Alberto Filippini

Personal information
- Date of birth: 10 April 1987 (age 38)
- Place of birth: Brescia, Italy
- Height: 1.84 m (6 ft 1⁄2 in)
- Position: Forward

Team information
- Current team: PortoMansuè

Youth career
- 0000–2006: Atalanta

Senior career*
- Years: Team / Apps / (Gls)
- 2005–2008: Atalanta / 0 / (0)
- 2006–2007: → Salernitana (loan) / 3 / (0)
- 2007: → Sassuolo (loan) / 6 / (0)
- 2007–2008: → Venezia (loan) / 7 / (0)
- 2008: → Manfredonia (loan) / 11 / (3)
- 2008–2011: Padova / 37 / (0)
- 2010: → Como (loan) / 12 / (2)
- 2011–2012: Como / 30 / (9)
- 2012–2013: Cremonese / 25 / (3)
- 2013–2014: Torres / 21 / (4)
- 2014–2015: SPAL / 22 / (1)
- 2015–2016: Pordenone / 24 / (8)
- 2016–2017: Cosenza / 15 / (1)
- 2017–2019: Fano / 64 / (2)
- 2019–2021: Chions / 42 / (13)
- 2021–: PortoMansuè

= Alberto Filippini =

Italian footballer (born 1987)

Alberto Filippini (born 10 April 1987) is an Italian footballer who plays for Eccellenza club PortoMansuè.

==Biography==

===Atalanta===
Born in Brescia, Lombardy, Filippini started his career at another Lombard club Atalanta, which is based in Bergamo. Filippini made his professional debut on 21 August 2005, against Siena in 2005–06 Coppa Italia. He was a substitute of Andrea Soncin.

Filippini also played for the reserve team of Atalanta from 2004 to 2006. From 2006 to 2008, Filippini was loaned to four Serie C1 clubs, namely Salernitana (with Bergamelli), Sassuolo, Venezia and Manfredonia (with Mandorlini from Venice).

===Padova===
In summer 2008, Padova signed Filippini in a temporary deal, as his fifth Serie C1 club.
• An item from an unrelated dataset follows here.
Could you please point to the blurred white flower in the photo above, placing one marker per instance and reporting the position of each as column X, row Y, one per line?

The club won promotion to Serie B in 2009. In June 2009, Filippini was signed by Padova in a co-ownership deal in a 3-year contract. Padova also signed his ex-Atalanta team-mate Andrea Soncin in August 2009, who also plays as a forward.
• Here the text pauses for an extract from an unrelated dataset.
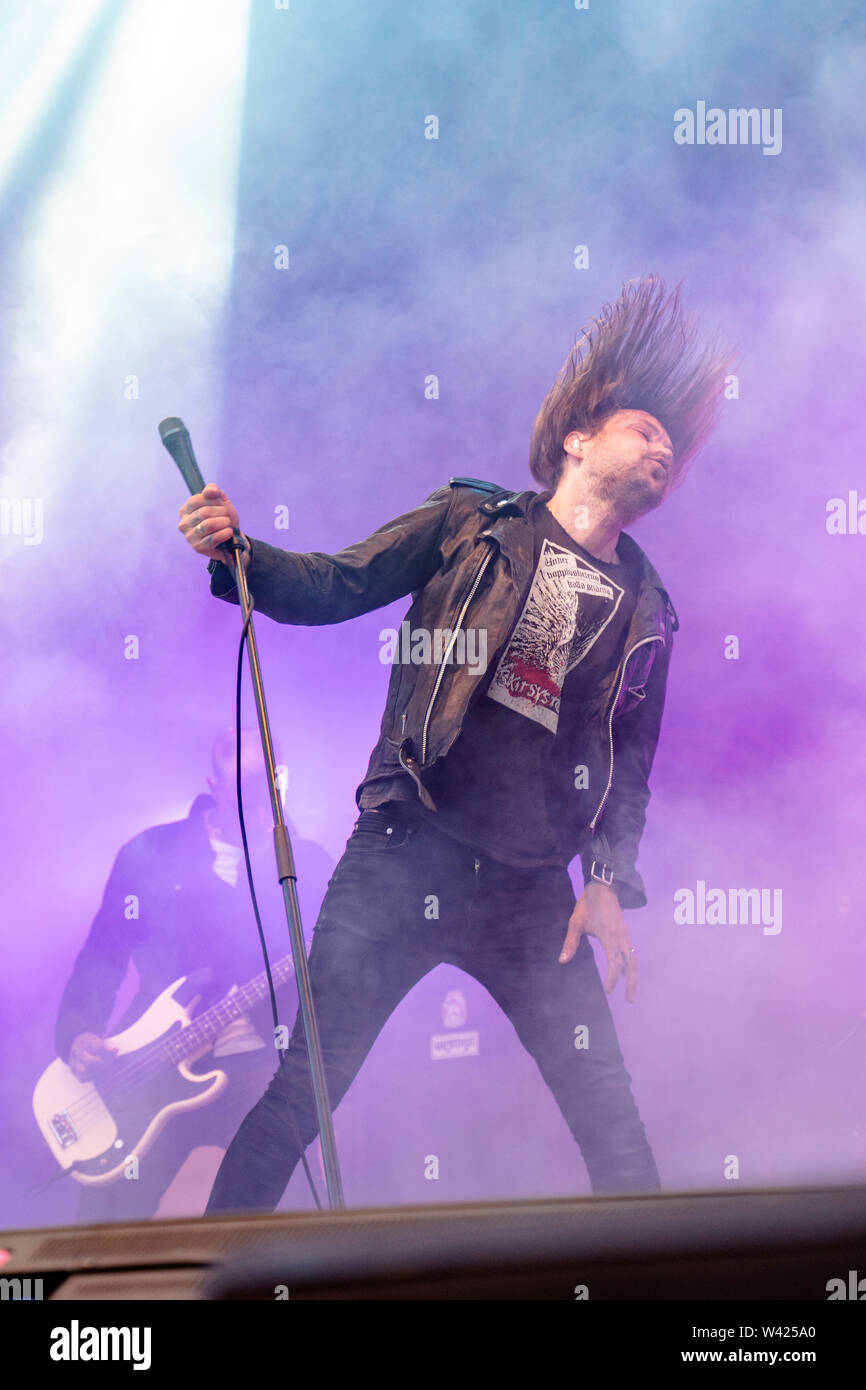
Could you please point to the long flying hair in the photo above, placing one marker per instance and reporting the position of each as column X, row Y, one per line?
column 641, row 353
On 1 February 2010, Filippini returned to the third level of Italian football for Calcio Como, as his sixth Serie C1 club. In June 2010 Padova acquired him outright for free.

===Return to Lega Pro===
In the second half of the 2010–11 Serie B season, Filippini returned to Calcio Como again in a temporary deal. In July 2011 Filippini was sold to Como outright for free.

On 21 January 2012, Filippini was signed by Cremonese, his seventh Serie C1 club.

Since 2013 Filippini had played for Torres (his first Serie C2 club), SPAL, Pordenone and Cosenza.